Je prends ma voiture et repars. J’ai rendez-vous avec des amis pour le week-end. Nous avons loué un cabanon en bord de mer. Il fait froid et j’ai oublié mon maillot de bain. Mon amie me dit qu’elle en a deux et qu’elle m’en prêtera un. Je suis ravie. Nous marchons dans les halliers, protégés du vent. Soudain, un vacarme effrayant nous tire de nos réflexions. Nous levons la tête et regardons vers le large, là-bas, du côté des îlots et des écueils. Un étrange ballet a lieu en pleine mer. D’énormes rorquals bondissent au-dessus des eaux, noires et déchaînées.
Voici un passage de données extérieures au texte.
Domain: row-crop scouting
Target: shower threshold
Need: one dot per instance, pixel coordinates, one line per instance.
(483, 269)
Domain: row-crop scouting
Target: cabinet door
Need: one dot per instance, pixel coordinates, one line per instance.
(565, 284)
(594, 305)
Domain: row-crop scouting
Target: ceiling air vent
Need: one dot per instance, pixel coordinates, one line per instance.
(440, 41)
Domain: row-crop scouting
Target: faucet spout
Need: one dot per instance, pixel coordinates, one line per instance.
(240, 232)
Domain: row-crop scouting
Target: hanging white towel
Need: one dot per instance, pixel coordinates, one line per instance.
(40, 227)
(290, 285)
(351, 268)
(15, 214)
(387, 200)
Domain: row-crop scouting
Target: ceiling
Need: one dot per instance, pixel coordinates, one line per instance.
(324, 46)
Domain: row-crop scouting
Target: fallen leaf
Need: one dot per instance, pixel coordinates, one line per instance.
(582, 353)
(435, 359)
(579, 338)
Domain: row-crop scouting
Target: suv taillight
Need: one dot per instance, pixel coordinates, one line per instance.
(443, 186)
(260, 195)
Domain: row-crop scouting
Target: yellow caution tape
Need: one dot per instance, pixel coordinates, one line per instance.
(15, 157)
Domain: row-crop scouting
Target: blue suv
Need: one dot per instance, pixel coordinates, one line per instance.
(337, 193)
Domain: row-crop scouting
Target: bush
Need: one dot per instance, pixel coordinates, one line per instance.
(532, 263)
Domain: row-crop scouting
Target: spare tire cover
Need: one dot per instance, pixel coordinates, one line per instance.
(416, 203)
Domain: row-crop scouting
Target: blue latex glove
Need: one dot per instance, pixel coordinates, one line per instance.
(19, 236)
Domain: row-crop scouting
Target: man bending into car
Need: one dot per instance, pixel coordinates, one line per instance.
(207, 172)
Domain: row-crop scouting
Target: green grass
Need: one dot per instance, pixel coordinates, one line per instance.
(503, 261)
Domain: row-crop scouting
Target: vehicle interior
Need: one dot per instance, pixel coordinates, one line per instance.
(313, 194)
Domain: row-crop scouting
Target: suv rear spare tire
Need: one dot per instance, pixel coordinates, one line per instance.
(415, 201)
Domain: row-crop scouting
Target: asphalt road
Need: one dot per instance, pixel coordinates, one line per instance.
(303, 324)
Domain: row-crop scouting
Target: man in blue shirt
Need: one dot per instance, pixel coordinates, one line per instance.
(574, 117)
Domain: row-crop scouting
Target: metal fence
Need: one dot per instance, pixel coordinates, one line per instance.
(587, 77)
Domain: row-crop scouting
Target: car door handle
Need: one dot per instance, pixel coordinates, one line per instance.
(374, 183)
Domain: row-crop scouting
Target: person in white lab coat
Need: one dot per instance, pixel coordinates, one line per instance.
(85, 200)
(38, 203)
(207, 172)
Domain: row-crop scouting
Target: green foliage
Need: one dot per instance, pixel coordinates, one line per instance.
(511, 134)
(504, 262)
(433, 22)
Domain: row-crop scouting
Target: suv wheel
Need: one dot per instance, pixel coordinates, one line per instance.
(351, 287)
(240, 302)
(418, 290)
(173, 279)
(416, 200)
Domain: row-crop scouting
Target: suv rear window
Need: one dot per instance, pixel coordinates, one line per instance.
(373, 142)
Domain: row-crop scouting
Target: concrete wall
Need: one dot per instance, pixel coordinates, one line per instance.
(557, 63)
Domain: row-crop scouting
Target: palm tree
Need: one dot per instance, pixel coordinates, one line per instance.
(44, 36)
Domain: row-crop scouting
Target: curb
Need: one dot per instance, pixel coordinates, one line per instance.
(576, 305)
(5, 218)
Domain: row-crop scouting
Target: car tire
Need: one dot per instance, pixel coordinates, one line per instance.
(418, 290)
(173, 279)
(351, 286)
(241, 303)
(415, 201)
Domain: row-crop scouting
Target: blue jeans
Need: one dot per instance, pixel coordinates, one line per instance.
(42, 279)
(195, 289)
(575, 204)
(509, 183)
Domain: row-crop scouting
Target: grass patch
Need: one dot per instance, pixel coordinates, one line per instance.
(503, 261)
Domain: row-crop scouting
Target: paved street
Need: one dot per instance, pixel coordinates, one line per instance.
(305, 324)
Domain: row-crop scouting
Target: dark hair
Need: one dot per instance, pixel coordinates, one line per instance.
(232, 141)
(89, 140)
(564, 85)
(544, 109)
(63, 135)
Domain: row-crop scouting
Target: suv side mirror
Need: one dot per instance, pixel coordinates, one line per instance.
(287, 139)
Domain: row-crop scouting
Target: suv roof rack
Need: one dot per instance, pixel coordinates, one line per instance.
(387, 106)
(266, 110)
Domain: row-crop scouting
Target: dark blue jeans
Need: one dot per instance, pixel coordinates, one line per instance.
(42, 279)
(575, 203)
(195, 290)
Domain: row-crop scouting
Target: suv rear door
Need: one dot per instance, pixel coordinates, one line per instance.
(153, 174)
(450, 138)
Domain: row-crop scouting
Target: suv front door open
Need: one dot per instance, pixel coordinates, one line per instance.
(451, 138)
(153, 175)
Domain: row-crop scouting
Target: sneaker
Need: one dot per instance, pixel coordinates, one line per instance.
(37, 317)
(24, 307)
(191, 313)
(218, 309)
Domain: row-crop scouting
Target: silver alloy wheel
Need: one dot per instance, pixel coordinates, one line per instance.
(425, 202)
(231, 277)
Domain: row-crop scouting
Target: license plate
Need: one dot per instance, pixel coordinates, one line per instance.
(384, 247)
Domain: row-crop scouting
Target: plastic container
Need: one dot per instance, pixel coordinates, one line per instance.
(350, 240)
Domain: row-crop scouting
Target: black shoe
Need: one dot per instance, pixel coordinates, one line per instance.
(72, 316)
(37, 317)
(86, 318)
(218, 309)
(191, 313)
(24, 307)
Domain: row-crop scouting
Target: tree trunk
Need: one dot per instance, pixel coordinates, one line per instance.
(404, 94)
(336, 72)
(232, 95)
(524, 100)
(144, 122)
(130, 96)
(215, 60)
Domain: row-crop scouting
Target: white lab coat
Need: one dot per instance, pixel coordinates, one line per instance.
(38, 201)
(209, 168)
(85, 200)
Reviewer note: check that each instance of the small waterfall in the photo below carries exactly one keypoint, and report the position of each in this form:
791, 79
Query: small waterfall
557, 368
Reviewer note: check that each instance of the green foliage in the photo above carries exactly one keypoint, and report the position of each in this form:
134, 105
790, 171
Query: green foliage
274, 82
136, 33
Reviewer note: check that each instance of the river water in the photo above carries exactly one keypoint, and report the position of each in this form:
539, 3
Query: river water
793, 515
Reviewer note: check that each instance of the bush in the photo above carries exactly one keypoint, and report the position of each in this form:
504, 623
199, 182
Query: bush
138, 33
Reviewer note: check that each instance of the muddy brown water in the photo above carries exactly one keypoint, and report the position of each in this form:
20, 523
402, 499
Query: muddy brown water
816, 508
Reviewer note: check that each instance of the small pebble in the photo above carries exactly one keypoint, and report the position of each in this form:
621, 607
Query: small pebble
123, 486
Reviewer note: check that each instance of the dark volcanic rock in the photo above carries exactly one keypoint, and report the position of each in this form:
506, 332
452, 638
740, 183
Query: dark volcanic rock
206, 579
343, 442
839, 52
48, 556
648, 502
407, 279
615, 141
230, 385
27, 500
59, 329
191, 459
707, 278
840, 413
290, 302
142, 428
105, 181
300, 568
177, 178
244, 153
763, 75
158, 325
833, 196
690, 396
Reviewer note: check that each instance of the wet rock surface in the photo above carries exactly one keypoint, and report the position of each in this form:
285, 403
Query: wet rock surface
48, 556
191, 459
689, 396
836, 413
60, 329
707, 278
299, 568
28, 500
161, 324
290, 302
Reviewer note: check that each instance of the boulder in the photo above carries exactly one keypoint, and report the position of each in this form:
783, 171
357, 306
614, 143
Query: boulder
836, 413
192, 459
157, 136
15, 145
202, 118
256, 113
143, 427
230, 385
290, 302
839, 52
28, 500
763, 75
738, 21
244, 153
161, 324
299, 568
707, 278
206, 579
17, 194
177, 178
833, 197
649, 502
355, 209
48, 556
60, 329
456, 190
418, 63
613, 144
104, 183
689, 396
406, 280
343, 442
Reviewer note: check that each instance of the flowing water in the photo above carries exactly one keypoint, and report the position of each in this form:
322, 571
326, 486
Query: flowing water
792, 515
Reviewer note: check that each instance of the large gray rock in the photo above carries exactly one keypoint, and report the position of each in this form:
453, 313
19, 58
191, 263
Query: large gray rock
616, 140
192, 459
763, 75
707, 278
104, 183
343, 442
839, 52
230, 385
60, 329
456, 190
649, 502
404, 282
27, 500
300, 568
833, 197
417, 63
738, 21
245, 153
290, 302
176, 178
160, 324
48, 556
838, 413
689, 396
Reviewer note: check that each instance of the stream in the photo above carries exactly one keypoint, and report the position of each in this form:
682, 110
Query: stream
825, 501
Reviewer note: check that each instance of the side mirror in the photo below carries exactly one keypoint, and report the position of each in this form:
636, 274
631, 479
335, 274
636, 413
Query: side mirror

Les bêtes se battent, à coups de gueules et de nageoire, se harponnant de leurs dents acérées. Leurs queues claquent sur le dos des autres requins ou sur le dos des vagues. Egalement noirs. C’est un tourbillon d’écumes maléfiques, de peaux luisantes et sombres qui s’enfoncent dans les profondeurs pour ressurgir plus loin avec une force inattendue, une violence chaque fois plus grande.
Des coassements lugubres montent crescendo au-dessus des eaux secouées. Nous restons pétrifiés sur le sentier en bordure des eaux, incapables de faire un pas salvateur. Le tourbillon se rapproche, menaçant. Dans un ensemble parfait, comme par ricochets successifs inversés. Comme si d’un seul coup, nous devenions la cible de ces monstres et que leur lutte n’était qu’un simulacre pour faire de nous une seule et même bouchée. Par chance, au moment même où la ronde macabre va nous engloutir, l’enfant lance parmi les flots un « eurodor ». De loin, il l’a vu scintiller au milieu des galets et l’a ramassé, le tenant fermement emprisonné dans sa main.
Les requins happent au vol la pièce aveuglante. L’emportant dans leur gueule béante, ils disparaissent au large dans les abysses où nous avons failli périr.
Angèle Paoli
D.R. Texte angèlepaoli
Chère Angèle Pénélope _________________
J’ai eu l’occasion de faire une croisière longue et monotone … pleine de langueur … je ne vous connaissais pas encore, et vos rêves, si j’avais pu les emporter avec moi, grâce à une connexion haut débit par satellite, m’auraient accompagné, rendant ainsi moins ennuyeux mon périple d’Ulysse électronique dérivant sur la toile du cybermonde. Dans celui-ci tout particulièrement j’ai noté : - Un étrange ballet a lieu en pleine mer - cela m’a donné envie de vous envoyer une carte postale. La voici :
AU DOS DES CARTES POSTALES TROUVEES EN MER
Horizon monotone. Bleu toujours semblable.
Trop peu de vent. Ronron incessant du moteur.
Le grand disque plat des Navigateurs.
Une mer banale. Une phrase sans verbe.
Horizon courbe. Bleu plus profond.
Toujours aussi peu de vent. Râle monocorde du moteur.
Au centre d'une circonférence de plusieurs kilomètres de rayon.
Une mer absurde. Une phrase abstraite.
Horizon identique. Bleu un peu pétrole.
Le vent un peu plus à l'Est. Beuglement du moteur.
Une trop grande étendue sur un plan circulaire.
Une mer essentielle. Une phrase poursuivie.
Horizon tout autour. Bleu moucheté or.
Le vent toujours semblable. Le moteur aussi.
Les théories de la rotation de la terre immuables.
Une mer implacable. Une phrase inachevable.
Horizon bleu. Bleu horizon.
Vent vent. Moteur, gaz oil, moteur.
Béatitude du grand disque.
Une mer. Une autre. Encore une autre. La phrase point.